Gay children’s home worker fired for ‘lifestyle choices’

LUBBOCK, Texas — A Texas man has been fired from his job at the Children’s Home of Lubbock for his “lifestyle choices” after introducing a group of the home’s teenage boys to his fiancé during a day trip earlier this month.

Casey Stegall, an openly gay human development and family studies major at Texas Tech University, says he “got fired just for me being who I am,” reports the Lubbock Avalanche-Journal.

A year after being hired and spending week after week caring for the children living at the home, he was dismissed for circumstances revolving around what Lynn Harms, president of the organization, called Stegall’s lifestyle choices.

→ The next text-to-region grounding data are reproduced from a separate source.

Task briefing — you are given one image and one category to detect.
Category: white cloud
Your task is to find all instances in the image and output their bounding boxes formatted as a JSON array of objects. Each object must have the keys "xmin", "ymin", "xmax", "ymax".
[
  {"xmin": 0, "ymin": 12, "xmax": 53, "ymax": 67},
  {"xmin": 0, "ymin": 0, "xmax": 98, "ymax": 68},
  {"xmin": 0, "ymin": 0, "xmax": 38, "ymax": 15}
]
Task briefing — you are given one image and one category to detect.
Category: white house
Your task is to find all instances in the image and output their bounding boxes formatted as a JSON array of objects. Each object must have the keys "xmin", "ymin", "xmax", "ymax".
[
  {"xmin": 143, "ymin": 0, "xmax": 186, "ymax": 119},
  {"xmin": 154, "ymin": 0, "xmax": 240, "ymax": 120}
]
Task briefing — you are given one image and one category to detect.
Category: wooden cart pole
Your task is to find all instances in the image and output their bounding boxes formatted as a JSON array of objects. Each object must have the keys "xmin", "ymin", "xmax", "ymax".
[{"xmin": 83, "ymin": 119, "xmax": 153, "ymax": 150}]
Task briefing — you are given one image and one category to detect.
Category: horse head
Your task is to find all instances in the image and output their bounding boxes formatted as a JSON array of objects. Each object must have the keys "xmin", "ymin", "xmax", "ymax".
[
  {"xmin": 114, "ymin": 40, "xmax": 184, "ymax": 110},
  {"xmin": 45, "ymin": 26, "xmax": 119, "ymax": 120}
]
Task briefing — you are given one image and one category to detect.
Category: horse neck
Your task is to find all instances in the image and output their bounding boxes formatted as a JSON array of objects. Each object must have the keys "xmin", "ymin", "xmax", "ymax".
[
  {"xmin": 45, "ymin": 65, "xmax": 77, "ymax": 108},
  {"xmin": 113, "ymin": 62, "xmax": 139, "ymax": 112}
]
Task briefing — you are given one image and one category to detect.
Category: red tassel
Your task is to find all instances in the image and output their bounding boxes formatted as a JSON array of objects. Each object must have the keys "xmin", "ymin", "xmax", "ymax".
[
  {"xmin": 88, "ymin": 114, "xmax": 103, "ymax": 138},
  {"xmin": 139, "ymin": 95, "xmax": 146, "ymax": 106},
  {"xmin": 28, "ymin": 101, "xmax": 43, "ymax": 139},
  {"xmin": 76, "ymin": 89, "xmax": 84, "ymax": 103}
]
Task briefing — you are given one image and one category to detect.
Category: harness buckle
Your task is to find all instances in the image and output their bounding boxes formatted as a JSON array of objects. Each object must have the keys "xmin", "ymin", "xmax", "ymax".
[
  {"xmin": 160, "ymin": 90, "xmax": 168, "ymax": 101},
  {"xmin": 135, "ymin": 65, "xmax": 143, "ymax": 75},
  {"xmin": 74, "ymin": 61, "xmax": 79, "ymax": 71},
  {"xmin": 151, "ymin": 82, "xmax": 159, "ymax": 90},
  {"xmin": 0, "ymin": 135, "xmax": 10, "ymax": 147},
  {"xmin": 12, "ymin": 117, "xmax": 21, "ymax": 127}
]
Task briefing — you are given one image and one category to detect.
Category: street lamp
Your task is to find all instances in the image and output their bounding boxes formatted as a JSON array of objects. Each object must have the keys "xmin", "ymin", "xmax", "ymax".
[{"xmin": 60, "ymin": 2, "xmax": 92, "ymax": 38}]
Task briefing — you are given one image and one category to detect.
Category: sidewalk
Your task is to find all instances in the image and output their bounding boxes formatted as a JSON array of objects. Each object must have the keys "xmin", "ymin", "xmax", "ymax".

“As a faith-based, church-related outreach providing welfare services, if you will, to children and families, there is a set of biblical values that we adhere to and live by,” Harms said. “When you are implementing life training and so forth — particularly with children — to put a confused message out there is counterproductive.”

In Stegall’s eyes, it was discrimination, but in the eyes of the law, it’s legal.

Stegall says he was accused of public displays of affection with another man, and fired without an opportunity to defend himself.

Harms said that modeling a lifestyle not in line with the organization’s interpretation of the Bible is not acceptable, and new employees are briefed on the Children’s Home’s values during orientation.

“If you want to try to force our culture to meet your expectations, that’s not going to go well,” Harms said. “I don’t feel like the culture here has to meet an individual’s desire for the world to be different.”

In this video from the Lubbock Avalanche-Journal, Stegall discusses his ordeal:

Although the Children’s Home of Lubbock is funded in part by the Texas Department of Family and Protective Services, state law does not currently protect employees from discrimination based on their sexual orientation or gender identity.

Stegall says he has been struggling to find a lawyer to represent his case, even though he knows it’s likely that he would lose in court.